What are Protected Rights? ** Contracting Out Ended 5th April 2012 **
Part of your National Insurance Contributions are used to pay for your Basic State Pension. In addition, some of your contributions used to also pay towards a second tier State Pension called the State Second Pension (S2P), it used to be known as SERPS (State Earnings Related Pension Scheme).
For most working employees therefore, they used to building up TWO state pensions. However, either via a private pension or your company pension if you had one, you could elect to 'contract out' of the State System just for this second tier pension and have it paid into your own pension. This is where your 'protected rights' came in.
Contracting out of The State Second Pension via an appropriate Personal Pension or Stakeholder Pension and for some money purchase company pension schemes was and generally still is known as 'Protected Rights'. Your 'protected rights' rules are detailed on this page.

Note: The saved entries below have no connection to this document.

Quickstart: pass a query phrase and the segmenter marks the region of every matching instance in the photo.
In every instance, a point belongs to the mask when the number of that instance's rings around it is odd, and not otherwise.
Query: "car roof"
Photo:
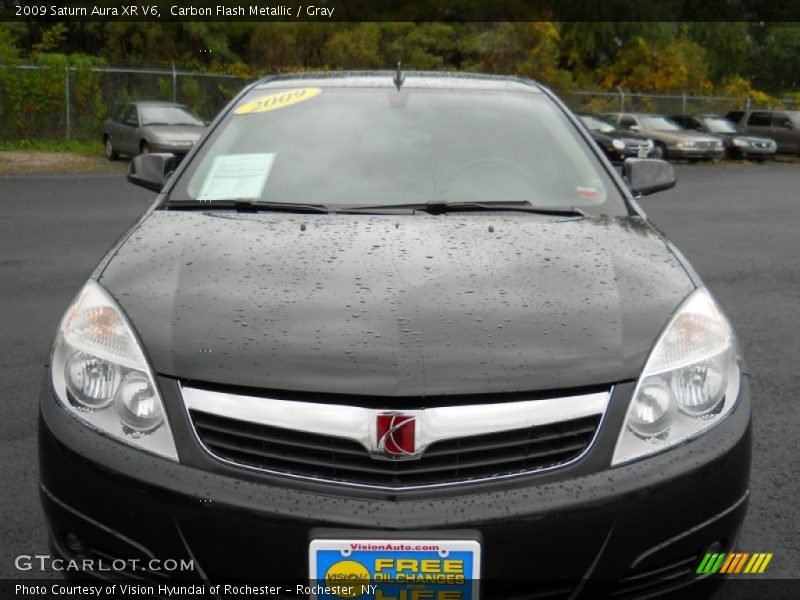
[[[529,79],[506,75],[463,73],[458,71],[403,71],[403,88],[517,91],[541,93],[539,84]],[[386,87],[394,85],[396,71],[326,71],[269,75],[253,89],[281,88],[286,84],[313,87]]]

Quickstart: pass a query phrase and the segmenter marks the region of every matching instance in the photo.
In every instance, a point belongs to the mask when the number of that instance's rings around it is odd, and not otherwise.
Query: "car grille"
[[[360,443],[191,410],[215,456],[256,469],[314,479],[402,488],[508,476],[564,465],[594,439],[600,415],[433,443],[421,458],[372,458]]]
[[[622,140],[625,143],[625,146],[628,150],[644,150],[649,148],[649,145],[646,140],[635,140],[626,138]]]
[[[713,150],[714,148],[719,148],[718,142],[697,142],[697,147],[702,148],[703,150]]]
[[[755,146],[756,148],[766,149],[766,148],[770,147],[770,143],[769,142],[753,142],[753,146]]]

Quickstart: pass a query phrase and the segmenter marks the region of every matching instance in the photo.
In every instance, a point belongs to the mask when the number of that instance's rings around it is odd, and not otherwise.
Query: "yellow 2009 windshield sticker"
[[[267,112],[269,110],[278,110],[285,108],[298,102],[305,102],[322,92],[319,88],[301,88],[297,90],[286,90],[263,96],[246,104],[242,104],[233,111],[236,115],[249,115],[251,113]]]

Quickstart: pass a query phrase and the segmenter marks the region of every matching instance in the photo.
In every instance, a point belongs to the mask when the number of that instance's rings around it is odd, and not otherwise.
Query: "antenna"
[[[398,60],[397,61],[397,71],[395,71],[394,78],[392,79],[392,82],[394,83],[394,85],[397,88],[398,92],[400,91],[400,86],[403,85],[403,82],[405,80],[406,80],[406,74],[403,73],[403,63],[401,63]]]

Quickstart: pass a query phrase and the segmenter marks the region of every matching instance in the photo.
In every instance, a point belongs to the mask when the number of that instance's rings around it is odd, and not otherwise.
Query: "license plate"
[[[647,148],[639,148],[638,154],[639,158],[647,158],[647,155],[650,154],[650,151]]]
[[[477,598],[476,540],[312,540],[312,596],[323,599],[470,600]]]

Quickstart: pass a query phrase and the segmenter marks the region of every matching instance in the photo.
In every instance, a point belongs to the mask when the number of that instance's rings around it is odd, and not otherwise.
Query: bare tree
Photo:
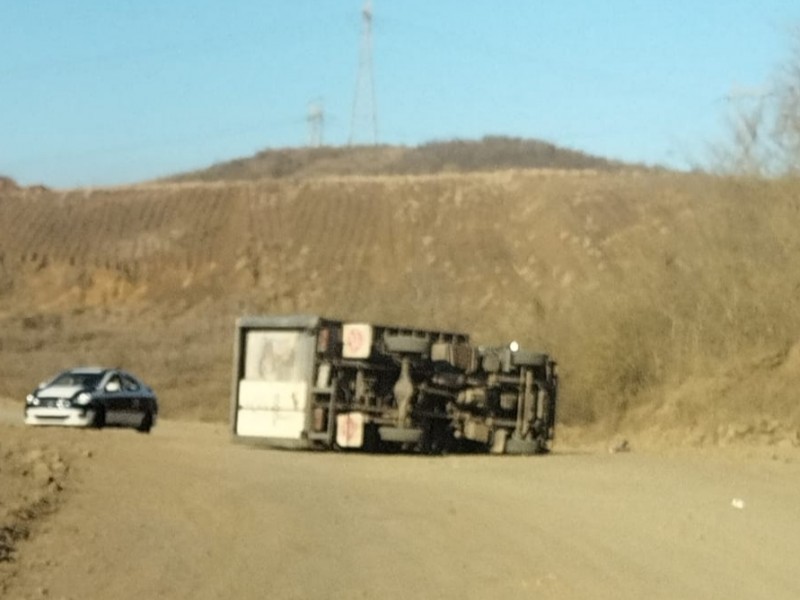
[[[782,172],[800,174],[800,26],[794,30],[790,59],[777,79],[773,135],[780,149]]]
[[[800,26],[792,39],[788,59],[766,88],[728,97],[728,139],[711,148],[714,170],[800,175]]]

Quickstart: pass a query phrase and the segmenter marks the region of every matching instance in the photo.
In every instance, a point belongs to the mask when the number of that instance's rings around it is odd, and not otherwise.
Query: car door
[[[147,408],[142,398],[141,384],[127,373],[120,373],[122,381],[122,396],[124,398],[126,422],[129,425],[138,425]]]
[[[120,424],[125,420],[126,399],[119,373],[112,373],[103,387],[103,404],[106,409],[106,423]]]

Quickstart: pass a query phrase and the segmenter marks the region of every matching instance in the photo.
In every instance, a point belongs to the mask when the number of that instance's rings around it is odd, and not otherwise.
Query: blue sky
[[[0,174],[113,185],[352,127],[363,0],[0,0]],[[373,0],[378,139],[510,135],[686,168],[797,0]],[[361,114],[361,113],[360,113]]]

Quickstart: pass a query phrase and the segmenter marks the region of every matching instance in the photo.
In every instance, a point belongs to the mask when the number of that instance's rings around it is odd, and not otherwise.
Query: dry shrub
[[[799,198],[791,180],[538,171],[12,195],[0,392],[114,361],[167,415],[224,419],[234,319],[304,312],[516,339],[560,361],[563,421],[617,422],[800,339]],[[23,331],[45,313],[60,329]],[[786,389],[762,409],[791,415]],[[707,400],[687,418],[716,418]]]
[[[422,175],[504,169],[618,170],[626,165],[538,140],[487,136],[442,140],[416,147],[282,148],[212,165],[167,181],[243,181],[332,175]]]

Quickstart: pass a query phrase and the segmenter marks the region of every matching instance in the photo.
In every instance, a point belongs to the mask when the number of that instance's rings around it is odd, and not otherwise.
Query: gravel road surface
[[[9,599],[800,598],[794,454],[288,452],[169,421],[30,435],[76,458],[0,571]]]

Whenever National Insurance rebates have been received into investment linked pensions, they are called Protected Rights and are built up separately from any other contributions made to the scheme.

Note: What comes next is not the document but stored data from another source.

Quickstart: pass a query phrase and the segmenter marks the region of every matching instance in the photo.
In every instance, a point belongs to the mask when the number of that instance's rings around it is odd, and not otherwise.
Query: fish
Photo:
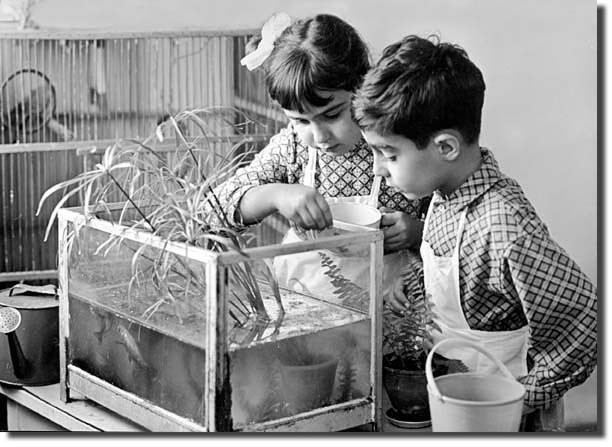
[[[108,332],[112,326],[111,316],[108,312],[102,312],[95,307],[90,307],[89,310],[96,317],[97,328],[93,331],[96,340],[98,340],[98,344],[102,344],[102,339],[104,338],[104,334]]]
[[[120,340],[116,341],[115,343],[118,343],[125,348],[128,353],[130,362],[135,362],[141,368],[150,370],[151,367],[142,356],[142,353],[138,348],[138,343],[136,342],[134,336],[130,333],[130,331],[123,324],[118,324],[117,332],[119,333]]]

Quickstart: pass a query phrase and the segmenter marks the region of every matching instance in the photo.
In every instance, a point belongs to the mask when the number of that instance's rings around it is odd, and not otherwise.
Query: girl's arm
[[[384,213],[381,229],[385,234],[385,254],[399,250],[418,250],[423,238],[423,218],[431,197],[408,200],[386,184],[381,186],[379,202]]]
[[[332,225],[325,198],[316,189],[300,184],[255,186],[242,196],[238,210],[245,225],[257,223],[275,212],[304,229],[323,230]]]
[[[418,250],[423,238],[423,222],[414,216],[382,208],[380,227],[385,235],[385,254],[399,250]]]
[[[244,196],[251,189],[258,189],[262,185],[297,182],[296,174],[300,171],[301,163],[296,156],[293,135],[289,129],[283,129],[270,139],[265,148],[255,154],[248,166],[238,169],[232,177],[215,188],[215,194],[227,214],[229,224],[240,228],[270,214],[270,204],[261,201],[261,212],[253,213],[247,209],[247,219],[244,219],[240,210]]]
[[[314,188],[299,184],[307,149],[286,128],[253,161],[215,189],[230,224],[252,225],[279,212],[304,229],[332,225],[327,202]]]

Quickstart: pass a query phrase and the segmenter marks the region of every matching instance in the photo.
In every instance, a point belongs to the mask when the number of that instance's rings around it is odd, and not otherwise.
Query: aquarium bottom
[[[70,386],[66,386],[66,382]],[[60,382],[63,400],[70,401],[70,392],[79,395],[122,415],[145,429],[156,432],[215,431],[189,419],[152,405],[131,393],[121,390],[74,365],[68,365],[66,382]],[[64,392],[61,392],[61,389]],[[379,413],[379,412],[378,412]],[[272,422],[242,427],[245,432],[333,432],[347,430],[375,422],[379,417],[369,398],[313,410],[308,413]],[[378,424],[380,425],[380,422]]]
[[[74,365],[68,365],[67,381],[70,383],[70,392],[75,391],[149,430],[206,431],[206,427],[152,405]],[[61,386],[65,387],[65,384],[61,383]],[[67,400],[69,400],[69,395]]]

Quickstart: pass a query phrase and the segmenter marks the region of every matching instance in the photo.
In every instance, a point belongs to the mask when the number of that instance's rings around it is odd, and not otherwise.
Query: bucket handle
[[[431,388],[431,392],[438,399],[444,400],[444,397],[440,393],[440,390],[438,389],[438,386],[436,385],[436,382],[434,380],[433,372],[431,370],[431,362],[433,359],[434,352],[441,346],[447,346],[447,345],[468,345],[470,346],[471,348],[477,350],[481,354],[486,355],[490,360],[492,360],[493,363],[495,363],[495,366],[497,366],[497,368],[506,377],[512,380],[516,380],[515,377],[512,375],[512,373],[508,370],[508,368],[506,368],[506,365],[504,365],[501,361],[499,361],[499,359],[495,358],[489,351],[487,351],[484,347],[482,347],[482,345],[479,345],[478,343],[474,343],[468,340],[463,340],[463,339],[458,339],[458,338],[447,338],[445,340],[439,341],[433,348],[431,348],[431,351],[429,351],[429,354],[427,355],[427,361],[425,362],[425,376],[427,377],[427,384]]]

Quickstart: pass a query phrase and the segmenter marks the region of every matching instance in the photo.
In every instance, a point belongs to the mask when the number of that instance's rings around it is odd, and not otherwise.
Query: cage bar
[[[246,114],[263,147],[285,118],[262,75],[240,65],[253,32],[0,32],[0,282],[53,276],[56,231],[42,240],[52,202],[39,216],[30,210],[93,162],[77,149],[142,140],[167,117],[205,107]]]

Protected Rights were not allowed to be converted into a tax free cash and a pension income before 6 April 2006, you could only receive an income but Pension Simplification laws now allow people to receive a tax free lump sum up to 25% of the fund value with the balance buying an income.
Pension Income Increases
When Protected Rights funds were converted into your pension income they used to have to be linked to increases in the Retail Prices Index but capped at:
- 3% a year if the rebates received related to earnings prior to 5th April 1997
- 5% a year if the rebates received related to earnings after 5th April 1997
Under Pension Simplification Laws you now do not have to purchase an increasing income.
Death and Protected Rights
On death after the Protected Rights pension was taken by the member, the pension it provided must continue at half rate (50%) to the member's spouse (as long as they have children or are over the age of 45).
On death before the Protected Rights pension is taken by the member, the whole of the Protected Rights fund has to provide a pension income for a surviving spouse or civil partners.
If there is no surviving spouse or partner, the Protected Rights fund can be paid as a lump sum to the estate of the member if it was not being paid as an income before death of the member.